At long last we got to the part in which sky-scraper-sized containers of Coke and monster-truck-sized boxes of Sour Patch Kids float cheerfully through space, alterting audience members to something they have surely overlooked: that the football-field sized counter in the lobby- you know, that sensory assault of colors and chemicals you walked past to get in here? Yeah- you can buy “refreshments” there.
It was there, I noticed, that you can now buy a tub of popcorn larger than your head– it’s about the size of a horse’s grain bucket. To go with it, you can buy a soda of Brobdignagian proportions that takes two hands to carry.
Lucky for us, we had already eaten. But after the movie ended my older daughter Greta really REALLY wanted a drink, so I approached the neon counter and ordered a small bottle of water.
“That’ll be $4.75, please.”
“Greta honey, we’re going to have to have to find you a drink somewhere else.” On the way out I explained to her the definition of the phrase “captive audience.”
Is it me, or is the world just getting too obscene to believe? Since when does a bottle of water cost nearly five dollars? (The large, in case you were wondering, was $6.75) Using this principle, a shower should cost about a thousand dollars.
And speaking of general societal insanity, let’s talk about the holidays. At our house, we’ve been inundated with reams of Christmas catalogs, a good third of which exclusively feature pornographic desserts- A cheesecake composed of fourteen distinct flavors! Brownies with caramel dipping sauce! A pudding inside a cookie inside a cake! The copy features slogans like “Chocolate: Happiness that you can eat!” and “Have one of each!”
But the craziness doesn’t end there: it’s also at school. Holiday fundraising catalogs come home featuring “great gifts” such as cheap chocolates, chemical-laden soup packets, and mixes for cakes and cookies which aren’t hard to make in the first place. Flyers supplied by the local supermarkets encourage us to buy certain name brands to “Help Our Schools!”: “Bagel Bites,” “TGI Fridays” appetizers, and “Yoplait” yogurts filled with high fructose corn syrup. I love our school, but I resent the fact that I’m being encouraged to buy crap for our kids in the name of school spirit.
How are we supposed to eat healthy when so many forces are conspiring to make us just go along with the status quo? When a bottle of water costs five dollars? When the celebration of Christmas- or anything, really- is equated with eating dessert? When getting a snack from the concession stand requires the use of a hand-truck?

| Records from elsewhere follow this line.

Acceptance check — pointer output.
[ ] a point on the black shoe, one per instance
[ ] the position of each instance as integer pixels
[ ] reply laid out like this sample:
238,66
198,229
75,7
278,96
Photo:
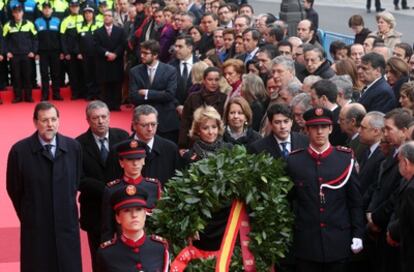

It’s one of the hard questions that never goes away… how do I raise a healthy child, in every sense, in mind, body and spirit? If we focus too much on good nutrition, will it backfire? How much are we willing to pull back from society at large, in order to eat healthy? For my part, I can only hope that our Year of No Sugar hasn’t backfired terribly, turning my kids into life-long sugarholics just to get back at me for it. We’ll see.
But I have hope. Just before the movie began, as the giant-junk-food-in space floated across the screen, Greta leaned over to me and whispered with a conspiratorial gleam in her eye, “Hey- It’s Sugar Heaven!”